Winston-Salem fire officials the Weaver Fertilizer Plant is still at risk of exploding and evacuees won't be back in their homes by Wednesday night.
"Too much product, too many unknowns," Winston-Salem Fire Chief Trey Mayo said. Hundreds of tons of ammonium nitrate - a chemical used to make fertilizer - are inside the plant.
Mayo and other leaders still strongly urge people who live within a mile of the plant to leave the area. He said a mandatory evacuation order just isn't likely, because of the logistics needed to make it happen.
"The reality of a mandatory evacuation -- it's difficult to carry it out on the ground...the staffing level, the manpower it takes to put into that," Mayo said.
Mayo said local leaders are trying to make the best decisions they can, based on the information they have.
Cooper said the state will take "whatever steps are necessary" to help Winston-Salem officials with what they need.
"We're relying on local officials who are on the ground, who have all the information.
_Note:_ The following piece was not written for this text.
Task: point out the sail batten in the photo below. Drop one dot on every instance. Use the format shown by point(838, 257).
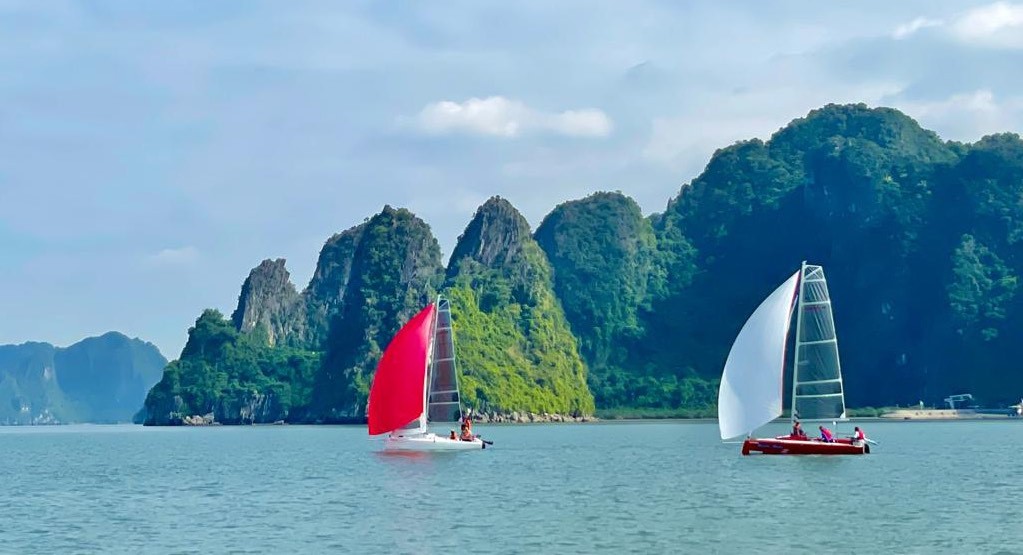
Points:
point(750, 395)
If they ask us for things, we will provide them. Usually, a state of emergency helps with transportation and those kinds of things and I don't think we're facing those issues at this point," Cooper said.
Cooper said those who haven't evacuated yet should do so.
"I would ask them to evacuate. In fact, they put other people at risk when they refuse to evacuate. I talked to some emergency personnel, who had already gone to make some service alls to people who were sick or ill - they had to risk themselves going into that one-mile radius to bring them out," Cooper said.
The Weaver fire has drawn national attention and comparisons to similar plant fires in the past.
Chief Mayo said the Weaver fire involves three times as much ammonium nitrate as the deadly West, Texas fertilizer factory explosion of 2013. He said he hopes that is reason enough for people to leave the area near the Winston-Salem plant.